1937 Cork Senior Football Championship
- Dates: 4 April – 12 September 1937
- Teams: 12
- Champions: Carbery (1st title) T. Cotter (captain)
- Runners-up: Duhallow West

Tournament statistics
- Matches played: 12
- Goals scored: 28 (2.33 per match)
- Points scored: 92 (7.67 per match)

= 1937 Cork Senior Football Championship =

Gaelic football competition

The 1937 Cork Senior Football Championship was the 49th staging of the Cork Senior Football Championship since its establishment by the Cork County Board in 1887. The draw for the first round fixtures took place on 31 January 1937. The championship ran from 4 April to 12 September 1937.

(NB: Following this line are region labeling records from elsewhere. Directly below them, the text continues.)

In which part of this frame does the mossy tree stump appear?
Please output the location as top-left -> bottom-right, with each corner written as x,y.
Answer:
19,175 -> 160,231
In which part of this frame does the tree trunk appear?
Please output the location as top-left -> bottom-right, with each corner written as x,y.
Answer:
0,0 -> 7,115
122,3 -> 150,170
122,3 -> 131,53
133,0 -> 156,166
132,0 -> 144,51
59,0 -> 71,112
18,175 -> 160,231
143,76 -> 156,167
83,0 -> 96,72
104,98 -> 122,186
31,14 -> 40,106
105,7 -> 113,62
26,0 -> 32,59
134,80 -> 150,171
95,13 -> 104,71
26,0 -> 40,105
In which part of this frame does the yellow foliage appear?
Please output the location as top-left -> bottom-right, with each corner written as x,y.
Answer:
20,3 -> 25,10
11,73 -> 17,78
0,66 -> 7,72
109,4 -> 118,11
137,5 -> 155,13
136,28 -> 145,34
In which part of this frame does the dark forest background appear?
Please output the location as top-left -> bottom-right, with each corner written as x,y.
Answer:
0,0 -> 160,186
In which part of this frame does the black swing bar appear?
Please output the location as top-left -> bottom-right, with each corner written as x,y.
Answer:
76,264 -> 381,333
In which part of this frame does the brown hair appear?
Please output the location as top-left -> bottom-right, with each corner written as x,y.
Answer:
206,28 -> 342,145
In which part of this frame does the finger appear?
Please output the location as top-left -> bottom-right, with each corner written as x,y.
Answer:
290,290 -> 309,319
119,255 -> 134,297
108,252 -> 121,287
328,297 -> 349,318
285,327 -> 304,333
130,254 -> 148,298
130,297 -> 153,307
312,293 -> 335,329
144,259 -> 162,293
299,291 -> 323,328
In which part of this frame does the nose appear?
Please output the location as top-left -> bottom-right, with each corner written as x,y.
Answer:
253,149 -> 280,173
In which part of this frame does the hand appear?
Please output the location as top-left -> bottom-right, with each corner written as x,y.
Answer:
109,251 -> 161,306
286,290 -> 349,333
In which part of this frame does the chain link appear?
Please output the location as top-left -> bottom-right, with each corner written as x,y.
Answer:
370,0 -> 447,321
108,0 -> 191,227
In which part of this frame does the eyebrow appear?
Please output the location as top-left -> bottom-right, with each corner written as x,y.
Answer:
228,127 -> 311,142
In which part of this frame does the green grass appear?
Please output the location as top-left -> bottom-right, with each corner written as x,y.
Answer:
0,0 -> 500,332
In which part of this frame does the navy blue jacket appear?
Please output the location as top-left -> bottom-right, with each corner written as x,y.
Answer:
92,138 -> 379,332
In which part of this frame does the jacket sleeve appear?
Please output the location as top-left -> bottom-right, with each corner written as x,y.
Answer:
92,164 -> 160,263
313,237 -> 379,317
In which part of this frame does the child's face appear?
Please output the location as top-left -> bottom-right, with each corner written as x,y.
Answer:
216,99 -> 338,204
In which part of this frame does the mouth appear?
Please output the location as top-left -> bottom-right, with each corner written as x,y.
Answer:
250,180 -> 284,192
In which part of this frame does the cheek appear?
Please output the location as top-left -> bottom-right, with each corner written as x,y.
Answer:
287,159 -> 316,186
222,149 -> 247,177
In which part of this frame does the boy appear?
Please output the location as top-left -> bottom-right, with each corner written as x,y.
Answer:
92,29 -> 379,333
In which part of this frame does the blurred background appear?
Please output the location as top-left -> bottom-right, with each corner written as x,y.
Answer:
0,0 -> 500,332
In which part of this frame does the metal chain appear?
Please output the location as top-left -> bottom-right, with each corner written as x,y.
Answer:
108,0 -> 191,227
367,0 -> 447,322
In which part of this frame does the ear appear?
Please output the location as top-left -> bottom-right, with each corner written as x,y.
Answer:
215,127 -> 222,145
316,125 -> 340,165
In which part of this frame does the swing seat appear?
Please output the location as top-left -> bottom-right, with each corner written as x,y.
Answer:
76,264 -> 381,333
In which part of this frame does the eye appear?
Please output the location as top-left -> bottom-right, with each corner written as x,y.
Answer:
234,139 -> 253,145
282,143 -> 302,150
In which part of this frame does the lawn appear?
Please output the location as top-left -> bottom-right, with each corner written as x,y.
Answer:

Duhallow West were the defending champions.

The final was played on 12 September 1937 at the Athletic Grounds in Cork, between Carbery and Duhallow West, in what was their first ever meeting in the final. Carbery won the match by 3–08 to 1–01 to claim their first ever championship title.

==Results==
===First round===

- Clonakilty and Kilmurry received a bye in this round.

===Second round===

- Duhallow West received a bye in this round.

==Championship statistics==
===Miscellaneous===

- The final between Carbery and Duhallow West was the first to feature two divisional teams.